January 21, 2022
Story by Morning Glory Ritchie
Photos courtesy of Robert Ousterhout
As a high school student in small-town Monmouth, Oregon, Robert Ousterhout ’73, felt unchallenged. He found his high school experience lacking and went through those educational years as if he was simply gliding by.
But everything changed when he started attending Clark Honors College, and went in the opposite direction.
Things were not easy during his initial time at CHC. While high school had been relatively easy, Ousterhout felt behind academically and was apprehensive about succeeding at the university. After a bit of time, however, it became clear that CHC provided the environment he needed to thrive. When he decided to join CHC study groups and attending faculty office hours, he began to feel more academically confident and successful.
“It was like the finishing school I needed,” he explained.
A particularly influential class he took in CHC was an English literature course that strengthened his professional writing skills and helped establish him as a reader. He felt as if he was just starting to learn how to learn, as opposed to combining fragmented facts and simply memorizing them. He realized that he was lucky in a setting with the small classes and intellectual classmates.
“I learned just as much from my cohort at the CHC as I did from my professors,” he said. “I had the right kind of instruction that I needed through the honors college.”
During his time in CHC, Ousterhout embarked on a study abroad trip to Vienna, Italy which was ultimately life-changing, and was eye-opening to experience another culture. He had never traveled outside of the Pacific Northwest before. When he returned, he declared art history as his major and wrote his honors college thesis on early Italian painting. He later decided to pursue a PhD in art history and to continue in academics and on-site field research in Greece and Cappadocia, Turkey, which continues to excite him as he experiences art by seeing it firsthand.

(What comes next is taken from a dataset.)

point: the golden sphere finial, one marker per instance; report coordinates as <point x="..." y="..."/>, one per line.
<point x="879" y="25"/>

“None of us come from the same background, we come from different experiences.”
Now, Ousterhout has authored numerous publications on Byzantine architecture and monumental art. His recent works include Visualizing the Community: Art Material Culture, and Settlement in Byzantine Cappadocia (2017) and Eastern Medieval Architecture: The Building Traditions of Byzantium and Neighboring Lands (2019). The latter won the 2021 Haskins Medal, awarded by the Medieval Academy of America. Visually stunning, Ousterhout’s books reflect his distinctive approach to scholarship in the field of art history, including how we reflect on and view monumental art as sacred spaces. For example, Ousterhout reflects on the Church of St. Nicholas in New York City, destroyed during the 9/11 NYC attacks and its similarity to Byzantine architecture like the Hagia Sophia.
Prior to the pandemic, Ousterhout rarely spent a summer in the United States. Instead he studied and documented the rock-cut churches and settlements of Cappadocia which was featured in a television special with Martha Stewart and where he established a summer program for graduate students in medieval studies, archeology, and art history.
Viewing scholarship as a creative endeavor, Ousterhout attributes the significant role that his undergraduate study abroad has played in his current work, and the importance of on-site observation as it applies to both his writing and teaching careers. He regularly took graduate students for on-site study in Greece and Turkey. As opposed to only learning about art history in a textbook, Ousterhout feels that taking graduate students into the field where they can come face-to-face with art allows them to approach the work with fresh perspectives, as he did as a CHC undergraduate.
He still remains in touch with many of his former classmates from CHC. His advice to current and prospective students is to not be afraid to ask for help, and to take advantage of the many resources available to honors college students. He believes that utilizing CHC resources can successfully shape one's path for an entire lifetime, as it did for him. It’s “an opportunity one will never have again,” he added.
In 2021, he established the Robert Ousterhout Scholarship Fund, which provides support to CHC students with demonstrated financial need, particularly students majoring in the arts and humanities. With this generous donation, Ousterhout holds doors open for students, enabling them to take advantage of the live-changing opportunities available at CHC.
“The more you know, the more questions you have, and the smarter questions they will be,” Ousterhout says. “None of us come from the same background, we come from different experiences.”